Chicago! Chicago!
In a perfect world, there would be no crime — no murder, rape, drugs, prostitution, paedophilia, violence, robbery, war. There would be no prison, no trials, no need for the Ten Commandments. Alas, the world isn’t perfect, with all the above. Rampant corruption ensures it.
Regardless of the form of government, there’s no getting away from it. Salaries are never high enough. Taxes are always too high. Bribery enables those taking them to acquire not only their needs, but their wants. They deserve it. Who dares say they don’t? Who does it hurt? Why make a fuss about it?

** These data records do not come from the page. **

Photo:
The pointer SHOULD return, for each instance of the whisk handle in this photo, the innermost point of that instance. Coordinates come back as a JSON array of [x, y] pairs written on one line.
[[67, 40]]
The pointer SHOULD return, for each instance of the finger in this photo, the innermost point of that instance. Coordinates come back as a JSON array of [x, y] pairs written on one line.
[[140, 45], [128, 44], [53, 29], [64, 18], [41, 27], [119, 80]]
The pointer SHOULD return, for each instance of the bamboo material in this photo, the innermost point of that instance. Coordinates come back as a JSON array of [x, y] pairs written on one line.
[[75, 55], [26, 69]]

Nevertheless, there are some who believe that corruption isn’t right, isn’t fair, isn’t just. Needless to say, cheats are hired, elected and appointed, doing everything they can to not be exposed and go to jail. Novelists describe how they go about it. The Black Book by James Patterson and David Ellis is one such story. Its plot, like that of most literary thrillers and motion pictures, is somewhat imaginary, but it is plausible.
The setting is Chicago, no longer the crime capital of the US, yet one of the leading cities of unlawfulness. Its authorities are supposedly hard at work cleaning it up. Yet, are they? Why are they overlooking the obvious? Police Detective Billy Harney isn’t blind, not yet anyway. He knows a brothel cum hotel when he sees one. Why hasn’t it been busted? His father is the chief of detectives, after all. Big pay-offs there.

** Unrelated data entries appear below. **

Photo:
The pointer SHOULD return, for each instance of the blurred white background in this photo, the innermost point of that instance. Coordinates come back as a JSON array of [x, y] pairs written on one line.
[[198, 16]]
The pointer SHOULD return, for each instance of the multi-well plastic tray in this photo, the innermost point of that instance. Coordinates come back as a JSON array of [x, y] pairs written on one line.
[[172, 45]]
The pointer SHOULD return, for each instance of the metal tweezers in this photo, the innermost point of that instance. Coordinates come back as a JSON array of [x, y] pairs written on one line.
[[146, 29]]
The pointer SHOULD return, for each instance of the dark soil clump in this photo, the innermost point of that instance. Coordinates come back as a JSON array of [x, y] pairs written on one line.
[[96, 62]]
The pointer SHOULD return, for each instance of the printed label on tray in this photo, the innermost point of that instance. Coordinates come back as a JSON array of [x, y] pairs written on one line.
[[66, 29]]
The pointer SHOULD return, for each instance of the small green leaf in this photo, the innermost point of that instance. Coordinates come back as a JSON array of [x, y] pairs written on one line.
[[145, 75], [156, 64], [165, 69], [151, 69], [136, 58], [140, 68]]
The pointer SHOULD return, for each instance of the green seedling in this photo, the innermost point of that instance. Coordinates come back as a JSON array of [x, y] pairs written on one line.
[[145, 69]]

Billy asks too many questions, is wounded in a shoot-out, awakens in the hospital with amnesia, is tried for murder, manages to prove his innocence and falls in love with his lawyer, Amy. Working together, they go after the bad cops, like dad.
A black book will incriminate them, but who has it? The search costs Amy her life. This reviewer is a sucker for court cases, and Patterson does this one justice. Suffice to say that the black book, a videotape, is found. And the Windy City is cleaned up, temporarily at least.
James Patterson and his stable of co-authors turn out books constantly. To his credit, they are top-notch. He has originated several series, his literary creations crime-busting around the globe. How much longer he can keep up the good work is anybody’s guess.